The curriculum guide will include lesson plans and activities for children in pre-K through 12th grade tied to SciFest activities like the Pi Run and Science Day. When appropriate, she’s also connecting them to math and science SOLs.
Waring is also using materials from a variety of outside sources, like the activities she recently found on NASA’s website that incorporate data from actual missions.
“It’s going to be pretty substantial,” she said. “I just finished all the lesson planning. There’s the part where you have to come up with the activities, then you map it to a lesson plan. You have to completely describe it and match it to the SOL. I did all of that for the Pi Run. The next thing is to take Science Day and do that for the rest of the activities and also start putting together a way to assess the effectiveness of this curriculum guide.”
That assessment has become an important piece of the project, Sheldon said.
“We do lots of different hands-on outreach for all ages, all year long, and the assessment of it is really very secondary to the outreach in general,” he said. “To be responsible, we need to think about if what we’re doing is useful. It’s really trying to get at what teachers want, and how we figure that out.”
Once she’s completed the curriculum guide, Waring will turn her focus to researching ways they can assess its effectiveness.

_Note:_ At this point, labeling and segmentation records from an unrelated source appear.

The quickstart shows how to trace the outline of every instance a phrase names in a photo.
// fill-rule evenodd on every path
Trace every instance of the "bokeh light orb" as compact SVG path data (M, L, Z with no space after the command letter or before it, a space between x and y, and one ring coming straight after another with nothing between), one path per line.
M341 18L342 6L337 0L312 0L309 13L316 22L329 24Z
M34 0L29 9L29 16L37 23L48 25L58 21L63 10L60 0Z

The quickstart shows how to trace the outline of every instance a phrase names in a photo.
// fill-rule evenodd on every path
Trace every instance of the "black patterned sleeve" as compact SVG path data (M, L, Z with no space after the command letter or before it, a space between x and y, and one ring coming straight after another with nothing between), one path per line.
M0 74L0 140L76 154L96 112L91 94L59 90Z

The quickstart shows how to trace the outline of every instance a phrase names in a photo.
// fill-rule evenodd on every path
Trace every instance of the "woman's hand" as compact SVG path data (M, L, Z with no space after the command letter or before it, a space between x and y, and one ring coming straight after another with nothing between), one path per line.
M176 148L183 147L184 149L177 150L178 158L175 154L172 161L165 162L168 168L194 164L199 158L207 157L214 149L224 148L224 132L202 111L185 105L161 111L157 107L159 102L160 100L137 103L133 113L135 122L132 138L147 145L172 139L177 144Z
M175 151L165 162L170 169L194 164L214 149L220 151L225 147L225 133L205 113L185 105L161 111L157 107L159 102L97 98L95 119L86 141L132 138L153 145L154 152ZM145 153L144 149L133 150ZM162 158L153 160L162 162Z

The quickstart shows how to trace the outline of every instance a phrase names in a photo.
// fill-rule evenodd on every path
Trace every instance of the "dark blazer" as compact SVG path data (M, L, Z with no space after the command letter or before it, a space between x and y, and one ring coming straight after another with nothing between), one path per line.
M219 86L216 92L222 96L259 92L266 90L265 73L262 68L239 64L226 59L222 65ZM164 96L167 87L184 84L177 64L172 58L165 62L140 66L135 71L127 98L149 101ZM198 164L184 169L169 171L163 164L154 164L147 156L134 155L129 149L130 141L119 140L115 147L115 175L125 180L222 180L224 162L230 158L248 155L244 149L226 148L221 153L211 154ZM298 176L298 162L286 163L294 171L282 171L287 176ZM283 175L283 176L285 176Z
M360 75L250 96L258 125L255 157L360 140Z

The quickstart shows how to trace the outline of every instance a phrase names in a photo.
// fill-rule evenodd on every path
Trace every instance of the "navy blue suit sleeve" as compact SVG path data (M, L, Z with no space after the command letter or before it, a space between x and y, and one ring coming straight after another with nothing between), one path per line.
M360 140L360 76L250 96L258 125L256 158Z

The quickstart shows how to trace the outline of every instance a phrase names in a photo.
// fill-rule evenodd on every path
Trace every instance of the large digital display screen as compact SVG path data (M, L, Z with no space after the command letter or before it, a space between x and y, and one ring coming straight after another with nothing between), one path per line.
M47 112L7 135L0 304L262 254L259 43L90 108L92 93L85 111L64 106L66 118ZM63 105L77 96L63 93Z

“It’s going to be a social science assessment,” Sheldon said. “It’s going to be some kind of qualitative research in the sense of surveys. We can do quantitative research, where we get student grades. You get student grades before and you get student grades after. You get SOL scores before and after. But at the very base level, let’s just assess how it’s used. We’ve got to see if this is useful.”
Sheldon said they also plan to do some virtual focus groups, during which they can talk to teachers and administrators directly about their needs.
The project is something of a continuation of past research done in relation to the teacher institutes that were held annually at Randolph for a decade until a couple years ago, Sheldon said. Funded by the State Council for Higher Education of Virginia, they offered training and additional resources to area science teachers.
The institutes were also a good opportunity for students to conduct research, adding to the academic literature on what works to engage and increase academic performance of teachers and students in science.
“It was researching what kinds of classroom activities work and what kinds don’t, how to get students and teachers involved,” Sheldon said. “When that ended, as well as looking for other sources of funding to continue that project, we thought, ‘OK we’re not doing that for teachers anymore, what can we do?’ And one of the things we decided on was to create a curriculum guide that we would share with teachers.
“It’s going to be as long as it takes,” Sheldon said of the guide. “It’s a big undertaking.”